COMPUTERS ARE LEARNING TO READ EMOTION, AND THE BUSINESS WORLD CAN’T WAIT.
By Raffi Khatchadourian, The New Yorker
Three years ago, archivists at A.T. & T. stumbled upon a rare fragment of computer history: a short film that Jim Henson produced for Ma Bell, in 1963. Henson had been hired to make the film for a conference that the company was convening to showcase its strengths in machine-to-machine communication. Told to devise a faux robot that believed it functioned better than a person, he came up with a cocky, boxy, jittery, bleeping Muppet on wheels. “This is computer H14,” it proclaims as the film begins. “Data program readout: number fourteen ninety-two per cent H2SOSO.” (Robots of that era always seemed obligated to initiate speech with senseless jargon.) “Begin subject: Man and the Machine,” it continues. “The machine possesses supreme intelligence, a faultless memory, and a beautiful soul.” A blast of exhaust from one of its ports vaporizes a passing bird. “Correction,” it says. “The machine does not have a soul. It has no bothersome emotions. While mere mortals wallow in a sea of emotionalism, the machine is busy digesting vast oceans of information in a single all-encompassing gulp.” H14 then takes such a gulp, which proves overwhelming. Ticking and whirring, it begs for a human mechanic; seconds later, it explodes.

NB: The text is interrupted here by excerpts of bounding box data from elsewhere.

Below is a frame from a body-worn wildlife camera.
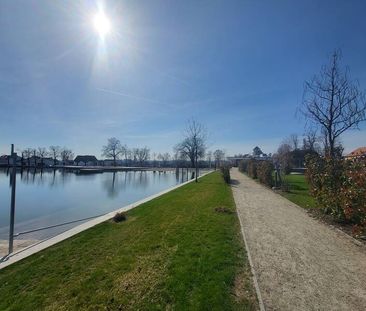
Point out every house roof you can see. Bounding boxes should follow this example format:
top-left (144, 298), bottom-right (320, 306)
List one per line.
top-left (346, 147), bottom-right (366, 158)
top-left (74, 155), bottom-right (98, 162)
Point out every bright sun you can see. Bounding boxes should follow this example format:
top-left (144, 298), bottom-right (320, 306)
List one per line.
top-left (93, 12), bottom-right (111, 39)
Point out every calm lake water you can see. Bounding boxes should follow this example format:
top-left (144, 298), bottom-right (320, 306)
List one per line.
top-left (0, 169), bottom-right (200, 244)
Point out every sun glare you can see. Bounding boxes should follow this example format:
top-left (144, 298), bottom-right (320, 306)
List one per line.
top-left (93, 12), bottom-right (111, 39)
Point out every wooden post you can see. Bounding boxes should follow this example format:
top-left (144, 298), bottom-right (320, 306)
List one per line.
top-left (9, 144), bottom-right (17, 254)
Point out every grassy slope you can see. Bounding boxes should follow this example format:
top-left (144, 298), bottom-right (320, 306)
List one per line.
top-left (0, 173), bottom-right (257, 310)
top-left (282, 175), bottom-right (316, 208)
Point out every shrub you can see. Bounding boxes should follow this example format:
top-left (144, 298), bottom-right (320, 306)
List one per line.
top-left (257, 161), bottom-right (274, 187)
top-left (113, 212), bottom-right (127, 222)
top-left (247, 159), bottom-right (258, 179)
top-left (221, 166), bottom-right (231, 184)
top-left (306, 155), bottom-right (366, 235)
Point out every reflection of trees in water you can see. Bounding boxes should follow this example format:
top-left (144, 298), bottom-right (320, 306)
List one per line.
top-left (17, 168), bottom-right (72, 187)
top-left (102, 171), bottom-right (166, 197)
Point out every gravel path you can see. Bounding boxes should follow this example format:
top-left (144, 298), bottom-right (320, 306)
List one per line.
top-left (231, 169), bottom-right (366, 311)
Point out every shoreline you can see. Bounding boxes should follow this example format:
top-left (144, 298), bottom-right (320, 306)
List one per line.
top-left (0, 170), bottom-right (214, 270)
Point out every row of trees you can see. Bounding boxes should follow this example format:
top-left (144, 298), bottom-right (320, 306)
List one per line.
top-left (102, 120), bottom-right (225, 176)
top-left (16, 146), bottom-right (74, 166)
top-left (102, 137), bottom-right (150, 166)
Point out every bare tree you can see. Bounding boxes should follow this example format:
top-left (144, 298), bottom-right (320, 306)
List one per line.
top-left (102, 137), bottom-right (123, 166)
top-left (32, 148), bottom-right (37, 167)
top-left (176, 120), bottom-right (207, 182)
top-left (22, 148), bottom-right (33, 166)
top-left (60, 147), bottom-right (74, 165)
top-left (49, 146), bottom-right (61, 165)
top-left (136, 147), bottom-right (150, 166)
top-left (213, 149), bottom-right (225, 167)
top-left (37, 147), bottom-right (47, 166)
top-left (206, 151), bottom-right (212, 168)
top-left (122, 145), bottom-right (130, 166)
top-left (131, 148), bottom-right (139, 165)
top-left (289, 134), bottom-right (299, 150)
top-left (300, 51), bottom-right (366, 158)
top-left (158, 152), bottom-right (170, 167)
top-left (253, 146), bottom-right (263, 157)
top-left (302, 129), bottom-right (319, 152)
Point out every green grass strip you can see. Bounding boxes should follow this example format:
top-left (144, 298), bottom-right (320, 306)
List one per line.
top-left (0, 172), bottom-right (257, 310)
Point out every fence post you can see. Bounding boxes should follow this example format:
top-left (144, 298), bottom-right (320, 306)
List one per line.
top-left (9, 144), bottom-right (17, 254)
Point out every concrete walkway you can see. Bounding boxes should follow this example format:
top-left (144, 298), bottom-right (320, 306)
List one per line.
top-left (231, 169), bottom-right (366, 310)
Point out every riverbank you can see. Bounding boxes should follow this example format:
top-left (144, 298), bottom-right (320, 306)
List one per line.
top-left (0, 172), bottom-right (256, 310)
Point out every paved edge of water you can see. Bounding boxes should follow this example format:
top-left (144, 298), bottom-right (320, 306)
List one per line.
top-left (0, 171), bottom-right (214, 270)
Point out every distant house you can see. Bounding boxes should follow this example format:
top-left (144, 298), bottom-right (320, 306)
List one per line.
top-left (344, 147), bottom-right (366, 160)
top-left (0, 154), bottom-right (10, 165)
top-left (0, 154), bottom-right (21, 166)
top-left (74, 155), bottom-right (98, 166)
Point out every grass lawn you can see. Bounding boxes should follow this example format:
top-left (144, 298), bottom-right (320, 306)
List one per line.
top-left (282, 174), bottom-right (316, 208)
top-left (0, 172), bottom-right (257, 310)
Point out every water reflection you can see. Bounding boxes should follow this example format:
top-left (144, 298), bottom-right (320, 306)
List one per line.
top-left (0, 168), bottom-right (203, 257)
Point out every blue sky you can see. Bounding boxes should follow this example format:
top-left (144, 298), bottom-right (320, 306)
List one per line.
top-left (0, 0), bottom-right (366, 156)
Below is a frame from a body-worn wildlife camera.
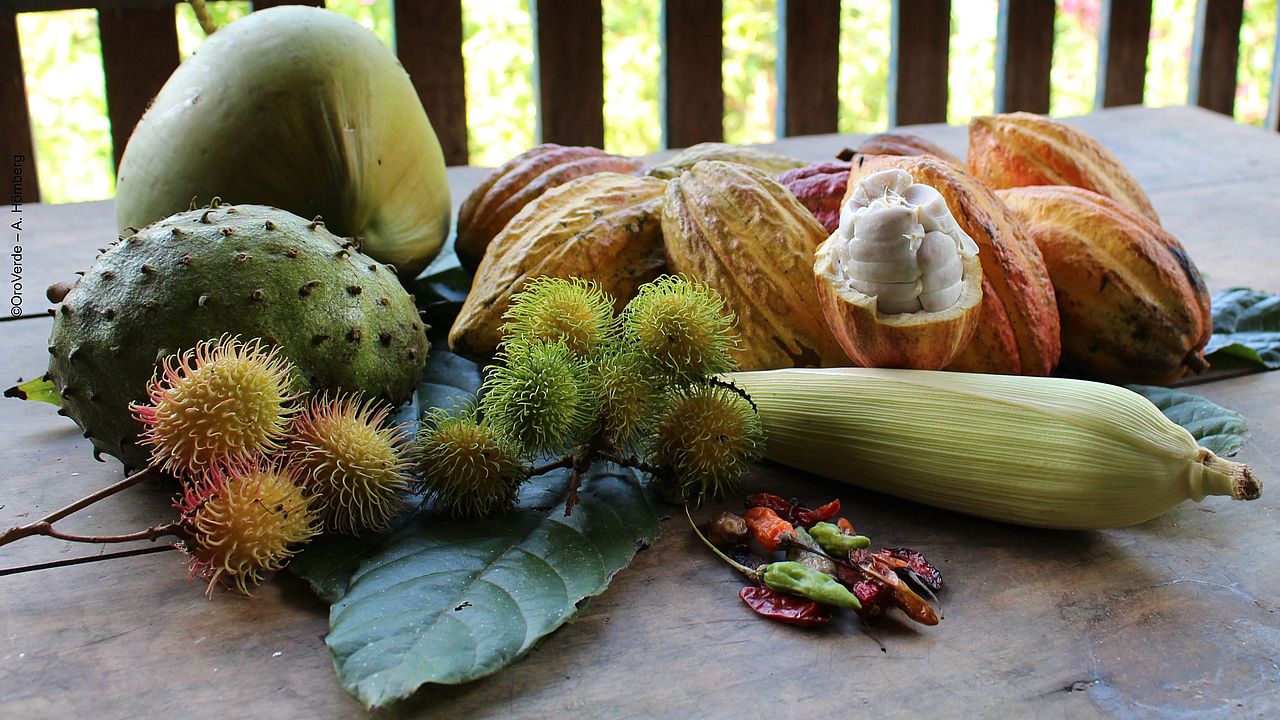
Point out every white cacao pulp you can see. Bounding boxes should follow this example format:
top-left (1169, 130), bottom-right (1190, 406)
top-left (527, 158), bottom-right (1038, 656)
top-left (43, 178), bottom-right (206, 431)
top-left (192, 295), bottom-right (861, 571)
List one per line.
top-left (832, 169), bottom-right (978, 315)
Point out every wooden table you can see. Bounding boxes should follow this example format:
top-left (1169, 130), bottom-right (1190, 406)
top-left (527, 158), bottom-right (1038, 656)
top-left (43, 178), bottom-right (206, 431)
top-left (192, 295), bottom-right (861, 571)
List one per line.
top-left (0, 108), bottom-right (1280, 719)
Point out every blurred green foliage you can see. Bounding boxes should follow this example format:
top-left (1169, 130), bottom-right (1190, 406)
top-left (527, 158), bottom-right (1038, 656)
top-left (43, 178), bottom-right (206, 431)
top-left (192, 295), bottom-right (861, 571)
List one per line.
top-left (18, 0), bottom-right (1276, 202)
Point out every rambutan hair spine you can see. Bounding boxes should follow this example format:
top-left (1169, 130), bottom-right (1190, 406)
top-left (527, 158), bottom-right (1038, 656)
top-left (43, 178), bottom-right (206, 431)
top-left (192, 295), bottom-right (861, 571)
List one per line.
top-left (284, 393), bottom-right (416, 534)
top-left (131, 334), bottom-right (302, 479)
top-left (174, 459), bottom-right (323, 597)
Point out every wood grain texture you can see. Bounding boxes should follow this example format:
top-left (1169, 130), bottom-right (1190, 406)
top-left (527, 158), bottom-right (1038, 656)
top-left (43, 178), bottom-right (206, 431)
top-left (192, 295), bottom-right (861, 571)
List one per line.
top-left (778, 0), bottom-right (840, 137)
top-left (888, 0), bottom-right (951, 127)
top-left (97, 3), bottom-right (179, 168)
top-left (1093, 0), bottom-right (1151, 108)
top-left (1187, 0), bottom-right (1244, 115)
top-left (996, 0), bottom-right (1055, 113)
top-left (0, 12), bottom-right (40, 202)
top-left (659, 0), bottom-right (724, 147)
top-left (394, 0), bottom-right (467, 165)
top-left (531, 0), bottom-right (604, 147)
top-left (0, 108), bottom-right (1280, 720)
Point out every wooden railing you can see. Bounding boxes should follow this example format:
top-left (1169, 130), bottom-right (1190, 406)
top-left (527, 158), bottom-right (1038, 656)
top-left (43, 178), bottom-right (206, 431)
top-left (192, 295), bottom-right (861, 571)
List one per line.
top-left (0, 0), bottom-right (1259, 197)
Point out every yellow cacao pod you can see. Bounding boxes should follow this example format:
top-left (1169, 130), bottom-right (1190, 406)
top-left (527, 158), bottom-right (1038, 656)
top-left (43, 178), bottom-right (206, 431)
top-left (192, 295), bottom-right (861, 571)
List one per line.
top-left (449, 173), bottom-right (667, 357)
top-left (662, 160), bottom-right (849, 370)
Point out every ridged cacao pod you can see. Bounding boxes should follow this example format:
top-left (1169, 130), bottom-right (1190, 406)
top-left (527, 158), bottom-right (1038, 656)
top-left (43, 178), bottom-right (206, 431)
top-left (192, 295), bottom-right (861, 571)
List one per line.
top-left (969, 113), bottom-right (1160, 223)
top-left (454, 142), bottom-right (643, 272)
top-left (649, 142), bottom-right (804, 179)
top-left (662, 160), bottom-right (849, 370)
top-left (858, 132), bottom-right (964, 168)
top-left (449, 173), bottom-right (667, 357)
top-left (997, 186), bottom-right (1213, 384)
top-left (777, 160), bottom-right (852, 234)
top-left (849, 155), bottom-right (1061, 375)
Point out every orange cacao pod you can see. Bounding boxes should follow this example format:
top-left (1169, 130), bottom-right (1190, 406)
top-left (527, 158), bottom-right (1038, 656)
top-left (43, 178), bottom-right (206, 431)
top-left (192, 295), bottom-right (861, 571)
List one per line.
top-left (998, 186), bottom-right (1213, 384)
top-left (849, 155), bottom-right (1061, 375)
top-left (454, 143), bottom-right (643, 272)
top-left (969, 113), bottom-right (1160, 223)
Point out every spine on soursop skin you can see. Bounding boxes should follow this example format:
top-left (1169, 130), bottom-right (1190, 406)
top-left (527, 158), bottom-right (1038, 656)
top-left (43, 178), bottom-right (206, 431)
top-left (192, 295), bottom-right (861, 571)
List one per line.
top-left (49, 204), bottom-right (429, 468)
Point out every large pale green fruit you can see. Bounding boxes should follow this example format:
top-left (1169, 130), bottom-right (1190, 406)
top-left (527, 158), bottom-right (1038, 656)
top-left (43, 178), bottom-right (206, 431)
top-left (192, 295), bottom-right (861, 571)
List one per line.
top-left (115, 6), bottom-right (449, 277)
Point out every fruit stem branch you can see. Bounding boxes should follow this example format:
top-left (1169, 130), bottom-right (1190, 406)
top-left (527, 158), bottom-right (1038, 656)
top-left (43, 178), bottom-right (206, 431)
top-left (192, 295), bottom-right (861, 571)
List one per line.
top-left (37, 523), bottom-right (187, 543)
top-left (529, 455), bottom-right (573, 475)
top-left (0, 468), bottom-right (152, 546)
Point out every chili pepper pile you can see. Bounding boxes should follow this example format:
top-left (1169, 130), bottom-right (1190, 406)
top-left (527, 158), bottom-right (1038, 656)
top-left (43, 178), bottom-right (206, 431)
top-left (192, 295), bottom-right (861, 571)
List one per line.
top-left (690, 493), bottom-right (942, 628)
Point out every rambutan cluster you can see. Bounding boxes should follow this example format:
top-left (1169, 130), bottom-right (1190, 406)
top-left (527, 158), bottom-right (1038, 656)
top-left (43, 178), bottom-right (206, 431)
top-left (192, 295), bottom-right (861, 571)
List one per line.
top-left (133, 336), bottom-right (413, 593)
top-left (133, 277), bottom-right (764, 593)
top-left (417, 275), bottom-right (764, 515)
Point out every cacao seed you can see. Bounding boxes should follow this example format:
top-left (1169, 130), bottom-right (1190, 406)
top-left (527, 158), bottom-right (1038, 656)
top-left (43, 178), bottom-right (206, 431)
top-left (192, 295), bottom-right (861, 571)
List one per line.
top-left (849, 155), bottom-right (1061, 375)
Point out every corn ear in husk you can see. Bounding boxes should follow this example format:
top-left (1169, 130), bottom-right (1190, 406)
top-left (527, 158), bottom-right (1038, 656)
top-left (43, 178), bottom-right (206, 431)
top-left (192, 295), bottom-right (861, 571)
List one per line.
top-left (726, 368), bottom-right (1262, 529)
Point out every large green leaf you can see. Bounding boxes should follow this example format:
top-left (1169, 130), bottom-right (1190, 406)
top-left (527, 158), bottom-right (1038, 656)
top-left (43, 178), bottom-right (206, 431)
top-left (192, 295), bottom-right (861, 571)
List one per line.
top-left (1204, 287), bottom-right (1280, 370)
top-left (326, 461), bottom-right (659, 707)
top-left (4, 375), bottom-right (63, 407)
top-left (1128, 386), bottom-right (1249, 457)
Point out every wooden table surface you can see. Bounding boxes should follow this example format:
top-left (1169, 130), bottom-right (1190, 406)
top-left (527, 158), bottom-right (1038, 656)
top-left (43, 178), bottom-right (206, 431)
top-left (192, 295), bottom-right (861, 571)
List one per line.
top-left (0, 108), bottom-right (1280, 719)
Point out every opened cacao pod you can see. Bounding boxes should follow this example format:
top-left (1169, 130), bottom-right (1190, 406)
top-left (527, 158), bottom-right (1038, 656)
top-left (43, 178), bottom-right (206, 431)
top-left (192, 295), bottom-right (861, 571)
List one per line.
top-left (849, 155), bottom-right (1061, 375)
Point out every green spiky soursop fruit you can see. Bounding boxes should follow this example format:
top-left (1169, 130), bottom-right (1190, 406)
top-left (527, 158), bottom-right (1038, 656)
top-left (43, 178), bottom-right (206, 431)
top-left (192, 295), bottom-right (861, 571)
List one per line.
top-left (115, 6), bottom-right (449, 278)
top-left (49, 205), bottom-right (429, 468)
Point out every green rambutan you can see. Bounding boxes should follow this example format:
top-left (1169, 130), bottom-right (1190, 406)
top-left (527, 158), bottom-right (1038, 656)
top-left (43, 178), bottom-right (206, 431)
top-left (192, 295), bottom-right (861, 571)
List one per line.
top-left (285, 395), bottom-right (413, 534)
top-left (417, 404), bottom-right (529, 518)
top-left (622, 275), bottom-right (737, 380)
top-left (593, 350), bottom-right (657, 447)
top-left (480, 340), bottom-right (598, 455)
top-left (174, 460), bottom-right (320, 596)
top-left (502, 275), bottom-right (618, 356)
top-left (648, 384), bottom-right (764, 502)
top-left (131, 336), bottom-right (300, 477)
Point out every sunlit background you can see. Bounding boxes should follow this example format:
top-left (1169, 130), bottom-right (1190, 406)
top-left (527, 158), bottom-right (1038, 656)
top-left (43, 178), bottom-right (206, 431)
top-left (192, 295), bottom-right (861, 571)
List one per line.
top-left (18, 0), bottom-right (1276, 202)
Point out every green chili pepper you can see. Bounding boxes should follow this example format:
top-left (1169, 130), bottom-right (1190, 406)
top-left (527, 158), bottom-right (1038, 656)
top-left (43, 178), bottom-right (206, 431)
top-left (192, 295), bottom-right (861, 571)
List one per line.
top-left (809, 523), bottom-right (872, 557)
top-left (755, 560), bottom-right (863, 610)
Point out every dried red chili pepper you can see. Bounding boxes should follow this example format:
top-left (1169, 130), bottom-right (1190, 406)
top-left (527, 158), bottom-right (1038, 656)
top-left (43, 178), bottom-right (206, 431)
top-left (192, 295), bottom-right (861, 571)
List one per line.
top-left (746, 492), bottom-right (840, 529)
top-left (742, 506), bottom-right (795, 552)
top-left (744, 492), bottom-right (796, 518)
top-left (737, 585), bottom-right (831, 628)
top-left (836, 564), bottom-right (893, 618)
top-left (877, 547), bottom-right (942, 592)
top-left (794, 500), bottom-right (840, 528)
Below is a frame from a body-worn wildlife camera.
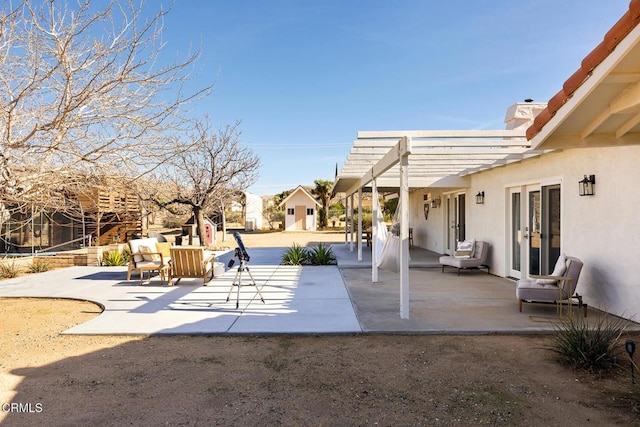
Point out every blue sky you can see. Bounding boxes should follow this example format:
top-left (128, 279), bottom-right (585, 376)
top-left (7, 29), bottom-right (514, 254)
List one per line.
top-left (156, 0), bottom-right (629, 195)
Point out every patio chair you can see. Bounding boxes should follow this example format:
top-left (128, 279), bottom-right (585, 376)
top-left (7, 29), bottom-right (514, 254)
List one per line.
top-left (516, 254), bottom-right (587, 317)
top-left (127, 237), bottom-right (169, 285)
top-left (440, 240), bottom-right (489, 276)
top-left (168, 246), bottom-right (224, 286)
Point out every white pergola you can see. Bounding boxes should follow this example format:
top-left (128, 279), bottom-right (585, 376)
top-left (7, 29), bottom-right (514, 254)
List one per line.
top-left (332, 128), bottom-right (542, 319)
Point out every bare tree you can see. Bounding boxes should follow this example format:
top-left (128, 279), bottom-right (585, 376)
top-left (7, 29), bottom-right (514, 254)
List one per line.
top-left (147, 119), bottom-right (260, 247)
top-left (311, 179), bottom-right (333, 228)
top-left (0, 0), bottom-right (210, 212)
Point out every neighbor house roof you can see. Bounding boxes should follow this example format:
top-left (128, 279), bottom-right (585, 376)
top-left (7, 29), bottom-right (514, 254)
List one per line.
top-left (527, 0), bottom-right (640, 149)
top-left (278, 185), bottom-right (322, 207)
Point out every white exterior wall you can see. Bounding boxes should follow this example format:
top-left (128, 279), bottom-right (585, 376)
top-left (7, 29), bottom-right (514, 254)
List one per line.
top-left (285, 191), bottom-right (318, 231)
top-left (410, 146), bottom-right (640, 320)
top-left (244, 193), bottom-right (263, 230)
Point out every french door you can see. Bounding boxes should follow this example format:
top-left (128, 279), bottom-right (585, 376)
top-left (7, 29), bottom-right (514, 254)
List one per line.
top-left (509, 184), bottom-right (561, 278)
top-left (445, 193), bottom-right (466, 255)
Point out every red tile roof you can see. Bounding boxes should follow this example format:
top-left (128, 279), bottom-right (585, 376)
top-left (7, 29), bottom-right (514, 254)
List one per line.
top-left (527, 0), bottom-right (640, 140)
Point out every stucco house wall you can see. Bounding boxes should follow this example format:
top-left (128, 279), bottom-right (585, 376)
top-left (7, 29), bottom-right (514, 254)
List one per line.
top-left (410, 146), bottom-right (640, 318)
top-left (245, 192), bottom-right (263, 230)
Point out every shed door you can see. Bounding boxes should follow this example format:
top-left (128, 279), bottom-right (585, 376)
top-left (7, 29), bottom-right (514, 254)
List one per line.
top-left (295, 205), bottom-right (307, 230)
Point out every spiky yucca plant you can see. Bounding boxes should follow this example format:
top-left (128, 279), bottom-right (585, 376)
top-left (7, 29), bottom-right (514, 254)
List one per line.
top-left (27, 258), bottom-right (51, 273)
top-left (282, 243), bottom-right (309, 265)
top-left (102, 250), bottom-right (129, 267)
top-left (0, 261), bottom-right (22, 279)
top-left (548, 316), bottom-right (625, 373)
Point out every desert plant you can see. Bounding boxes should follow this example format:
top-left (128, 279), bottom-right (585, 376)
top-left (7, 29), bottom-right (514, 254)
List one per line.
top-left (308, 243), bottom-right (336, 265)
top-left (282, 243), bottom-right (309, 265)
top-left (102, 250), bottom-right (129, 267)
top-left (548, 316), bottom-right (625, 373)
top-left (0, 261), bottom-right (22, 279)
top-left (27, 258), bottom-right (51, 273)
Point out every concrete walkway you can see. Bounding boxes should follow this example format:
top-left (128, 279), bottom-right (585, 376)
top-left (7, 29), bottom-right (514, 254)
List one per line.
top-left (0, 244), bottom-right (638, 335)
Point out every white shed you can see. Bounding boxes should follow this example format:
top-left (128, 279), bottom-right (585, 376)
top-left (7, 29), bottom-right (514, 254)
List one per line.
top-left (244, 192), bottom-right (262, 231)
top-left (280, 185), bottom-right (321, 231)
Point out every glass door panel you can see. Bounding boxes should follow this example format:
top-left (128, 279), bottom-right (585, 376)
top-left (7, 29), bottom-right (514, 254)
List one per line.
top-left (540, 185), bottom-right (560, 274)
top-left (525, 190), bottom-right (541, 275)
top-left (509, 190), bottom-right (523, 279)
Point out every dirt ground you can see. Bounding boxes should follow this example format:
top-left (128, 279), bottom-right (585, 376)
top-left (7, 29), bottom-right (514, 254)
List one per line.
top-left (0, 233), bottom-right (640, 426)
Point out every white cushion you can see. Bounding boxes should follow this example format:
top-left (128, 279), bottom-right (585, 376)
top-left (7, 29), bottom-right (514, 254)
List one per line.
top-left (138, 245), bottom-right (160, 261)
top-left (129, 237), bottom-right (158, 263)
top-left (453, 239), bottom-right (476, 259)
top-left (536, 254), bottom-right (567, 285)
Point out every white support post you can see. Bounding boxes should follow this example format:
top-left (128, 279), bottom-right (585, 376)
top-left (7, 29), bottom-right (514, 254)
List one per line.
top-left (356, 187), bottom-right (362, 261)
top-left (371, 179), bottom-right (380, 283)
top-left (344, 196), bottom-right (349, 245)
top-left (398, 137), bottom-right (411, 319)
top-left (349, 194), bottom-right (353, 252)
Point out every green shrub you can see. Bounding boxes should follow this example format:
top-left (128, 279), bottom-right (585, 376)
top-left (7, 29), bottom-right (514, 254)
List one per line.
top-left (0, 261), bottom-right (22, 279)
top-left (282, 243), bottom-right (309, 265)
top-left (548, 316), bottom-right (625, 373)
top-left (308, 243), bottom-right (336, 265)
top-left (102, 250), bottom-right (129, 267)
top-left (27, 258), bottom-right (51, 273)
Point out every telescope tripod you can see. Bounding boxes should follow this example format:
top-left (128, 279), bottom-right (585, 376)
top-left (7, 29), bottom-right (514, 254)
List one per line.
top-left (227, 259), bottom-right (265, 310)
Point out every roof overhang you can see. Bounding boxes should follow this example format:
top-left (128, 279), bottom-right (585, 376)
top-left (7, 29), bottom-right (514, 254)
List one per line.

The film, titled “Robot,” captures the aspirations that computer scientists held half a century ago (to build boxes of flawless logic), as well as the social anxieties that people felt about those aspirations (that such machines, by design or by accident, posed a threat). Henson’s film offered something else, too: a critique—echoed on television and in novels but dismissed by computer engineers—that, no matter a system’s capacity for errorless calculation, it will remain inflexible and fundamentally unintelligent until the people who design it consider emotions less bothersome. H14, like all computers in the real world, was an imbecile.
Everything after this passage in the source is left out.